Sesampai di depan ruang acara, beliau menanyakan, "Siapa ketua FLP Yogya sekarang?"

Menjawab pertanyaan beliau, saya dan Inel serempak mengacungkan telapak tangan ke sosok yang berdiri tepat di depan pintu masuk sambil mengangkat kamera. Rupanya, kamera itu memotret momen tersebut. Beruntung dia sempat mengabadikan momen itu, yang akhirnya menjadi satu-satunya foto yang memuat saya dan beliau dalam satu frame.

Setelah berbasa-basi sebentar dengan Rais si ketua, Bu Imun memasuki ruang acara. Sambutan dari peserta cukup meriah, tetapi saya tidak mengikuti. Saya kembali ke tugas kepanitiaan lainnya.

Saat jeda shalat Ashar, saya tertahan cukup lama di kamar. Pikiran saya gelisah, ingin segera kembali ke ruang acara karena ini adalah sesinya Bu Imun. Pengin dengar langsung apa yang beliau sampaikan.

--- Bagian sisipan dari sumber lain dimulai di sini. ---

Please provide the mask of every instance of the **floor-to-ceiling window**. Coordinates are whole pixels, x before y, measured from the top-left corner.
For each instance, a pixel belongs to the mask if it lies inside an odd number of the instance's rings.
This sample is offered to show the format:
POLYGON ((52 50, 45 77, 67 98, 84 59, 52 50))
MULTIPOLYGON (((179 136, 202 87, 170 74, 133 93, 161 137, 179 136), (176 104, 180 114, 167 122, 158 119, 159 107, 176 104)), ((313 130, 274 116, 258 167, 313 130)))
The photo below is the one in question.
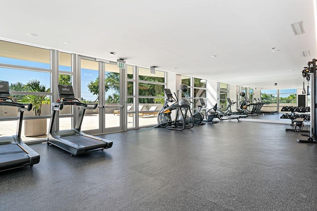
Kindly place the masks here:
POLYGON ((279 89, 278 111, 281 111, 283 106, 296 106, 297 105, 297 89, 288 88, 279 89))
MULTIPOLYGON (((204 101, 207 102, 206 98, 206 84, 207 81, 205 79, 194 78, 194 99, 193 109, 194 113, 197 110, 197 106, 201 105, 199 98, 203 98, 204 101)), ((203 109, 201 112, 206 115, 206 110, 203 109)))
POLYGON ((127 89, 128 99, 127 100, 127 128, 134 128, 136 127, 136 109, 135 105, 136 103, 136 79, 135 74, 136 71, 136 66, 127 65, 127 89))
POLYGON ((262 111, 275 112, 277 111, 277 89, 261 90, 261 101, 265 103, 264 105, 262 111))
POLYGON ((165 72, 139 67, 139 102, 137 108, 139 127, 156 125, 157 115, 164 103, 165 72))
MULTIPOLYGON (((46 133, 52 99, 51 54, 50 49, 0 41, 0 80, 9 82, 15 100, 33 104, 24 114, 24 140, 42 138, 46 133)), ((0 121, 12 126, 0 127, 0 135, 12 135, 16 125, 10 123, 16 121, 16 108, 1 107, 0 121)))
POLYGON ((227 84, 219 83, 219 106, 221 110, 225 111, 227 107, 227 98, 229 96, 229 88, 227 84))
MULTIPOLYGON (((72 85, 73 71, 72 69, 72 55, 62 52, 58 52, 58 84, 72 85)), ((71 129, 72 124, 72 106, 64 106, 59 112, 59 129, 71 129)), ((57 122, 57 121, 56 121, 57 122)))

Saya pun bergegas naik ke ruang acara, sedikit terlambat, tidak yakin apakah saya boleh menyimak materi yang kira-kira bertemakan ideologi dalam tulisan. Berkedok meliput (haha), saya nekat saja duduk di kursi paling belakang. Selain saya, seingat saya hanya ada Rais yang memang bertugas sebagai fotografer.

Ada terlalu banyak insight yang disampaikan Bu Imun. Saya sampai gelagapan sendiri mencatat sambil memilah-milah bagian mana yang bisa dibagikan kepada publik, mana yang khusus untuk forum ini.

Saya juga takjub dengan hangatnya diskusi dalam sesi materi itu. Dengan santainya para peserta mengacungkan tangan untuk bertanya, menjawab, dan saling melontarkan dan menanggapi opini di sembarang waktu, tidak harus menunggu sesi tanya jawab. Sungguh suasana diskusi yang saya ingin sekali terlibat di dalamnya, tetapi saya sadar diri saya bukan peserta. Dalam forum-forum lain, bahkan dalam sesi tanya jawab pun kadang-kadang tidak ada yang mengacungkan tangan.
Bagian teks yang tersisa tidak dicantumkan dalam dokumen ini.